Generation
LGBTQIA
[…]
If the gay-rights movement today seems to revolve around same-sex marriage,
this generation is seeking something more radical: an upending of gender roles
beyond the binary of male/female. The core question isn’t whom they love, but
who they are — that is, identity as distinct from sexual orientation.
But what to call this movement?
Whereas “gay and lesbian” was once used to lump together various sexual
minorities — and more recently “L.G.B.T.” to include bisexual and transgender —
the new vanguard wants a broader, more inclusive abbreviation. “Youth today do
not define themselves on the spectrum of L.G.B.T.,” said Shane Windmeyer, a
founder of Campus Pride, a national student advocacy group based in Charlotte,
N.C.
Part of the solution has been to add
more letters, and in recent years the post-post-post-gay-rights banner has
gotten significantly longer, some might say unwieldy. The emerging rubric is
“L.G.B.T.Q.I.A.,” which stands for different things, depending on whom you ask.
“Q” can mean “questioning” or
“queer,” an umbrella term itself, formerly derogatory before it was
appropriated by gay activists in the 1990s. “I” is for “intersex,” someone
whose anatomy is not exclusively male or female. And “A” stands for “ally” (a
friend of the cause) or “asexual,” characterized by the absence of sexual
attraction.
It may be a mouthful, but it’s
catching on, especially on liberal-arts campuses.
The
term is also gaining traction on social media sites like Twitter and Tumblr,
where posts tagged with “lgbtqia” suggest a younger, more progressive outlook
than posts that are merely labeled “lgbt.”
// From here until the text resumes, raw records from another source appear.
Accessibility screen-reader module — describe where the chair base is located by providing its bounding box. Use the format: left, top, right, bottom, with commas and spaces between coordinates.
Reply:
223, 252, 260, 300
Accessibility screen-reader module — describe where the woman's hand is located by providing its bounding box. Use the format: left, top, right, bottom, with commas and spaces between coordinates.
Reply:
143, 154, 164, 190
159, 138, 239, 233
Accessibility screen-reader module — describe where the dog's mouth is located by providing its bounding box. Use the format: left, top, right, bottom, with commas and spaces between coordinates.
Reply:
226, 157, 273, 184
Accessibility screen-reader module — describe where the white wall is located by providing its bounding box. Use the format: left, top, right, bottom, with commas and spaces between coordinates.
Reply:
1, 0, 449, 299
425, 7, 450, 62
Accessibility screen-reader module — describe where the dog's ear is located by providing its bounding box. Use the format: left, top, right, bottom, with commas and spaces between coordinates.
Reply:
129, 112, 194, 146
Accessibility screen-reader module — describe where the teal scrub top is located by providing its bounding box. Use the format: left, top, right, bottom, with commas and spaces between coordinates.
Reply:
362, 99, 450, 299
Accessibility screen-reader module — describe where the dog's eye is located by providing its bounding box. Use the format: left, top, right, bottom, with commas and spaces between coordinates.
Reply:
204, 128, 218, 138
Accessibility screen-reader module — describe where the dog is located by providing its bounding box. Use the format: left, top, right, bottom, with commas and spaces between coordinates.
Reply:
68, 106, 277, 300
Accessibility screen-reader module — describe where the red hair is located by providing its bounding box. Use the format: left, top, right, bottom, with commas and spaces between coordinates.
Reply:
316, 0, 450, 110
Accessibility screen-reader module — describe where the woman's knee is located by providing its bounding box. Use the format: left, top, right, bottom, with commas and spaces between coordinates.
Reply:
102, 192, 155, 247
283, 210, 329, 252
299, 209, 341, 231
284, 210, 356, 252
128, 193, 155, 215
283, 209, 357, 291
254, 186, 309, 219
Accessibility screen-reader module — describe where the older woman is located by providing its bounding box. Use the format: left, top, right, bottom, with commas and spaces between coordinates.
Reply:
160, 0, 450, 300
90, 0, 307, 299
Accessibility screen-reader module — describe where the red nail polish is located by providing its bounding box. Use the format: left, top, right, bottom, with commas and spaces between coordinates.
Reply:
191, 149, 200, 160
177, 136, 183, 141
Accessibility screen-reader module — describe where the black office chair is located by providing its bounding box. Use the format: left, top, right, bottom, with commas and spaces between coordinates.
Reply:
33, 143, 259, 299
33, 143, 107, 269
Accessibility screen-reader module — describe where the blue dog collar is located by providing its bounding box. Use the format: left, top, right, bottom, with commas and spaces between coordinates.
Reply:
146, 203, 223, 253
“There’s a very different generation
of people coming of age, with completely different conceptions of gender and
sexuality,” said Jack Halberstam (formerly Judith), a transgender professor at
the University of Southern California and the author, most recently, of “Gaga
Feminism: Sex, Gender, and the End of Normal.”
“When you see terms like
L.G.B.T.Q.I.A.,” Professor Halberstam added, “it’s because people are seeing
all the things that fall out of the binary, and demanding that a name come into
being.”
And with a plethora of
ever-expanding categories like “genderqueer” and “androgyne” to choose from,
each with an online subculture, piecing together a gender identity can be as
D.I.Y. as making a Pinterest board.
BUT sometimes L.G.B.T.Q.I.A. is not
enough. At the University of Pennsylvania last fall, eight freshmen united in
the frustration that no campus group represented them.
[…]
Britt Gilbert explained that being
bi-gender is like manifesting both masculine and feminine personas, almost as
if one had a “detachable penis.” “Some days I wake up and think, ‘Why am I in
this body?’ ” she said. “Most days I wake up and think, ‘What was I thinking
yesterday?’ ”
[…]
Several members of Penn Non-Cis had been complaining among themselves
about a writing seminar they were taking called “Beyond ‘Will &
Grace,’ ” which examined gay characters on shows like “Ellen,” “Glee” and
“Modern Family.” The professor, Gail Shister, who is a lesbian, had criticized
several students for using “L.G.B.T.Q.” in their essays, saying it was clunky,
and proposed using “queer” instead. Some students found the suggestion
offensive, including Britt Gilbert, who described Ms. Shister as “unaccepting
of things that she doesn’t understand.”
Ms. Shister, reached by
phone, said the criticism was strictly grammatical. “I am all about economy of
expression,” she said. “L.G.B.T.Q. doesn’t exactly flow off the tongue. So I
tell the students, ‘Don’t put in an acronym with five or six letters.’ ”
[…]
Santiago, a curly-haired freshman from Colombia, stood before the crowd.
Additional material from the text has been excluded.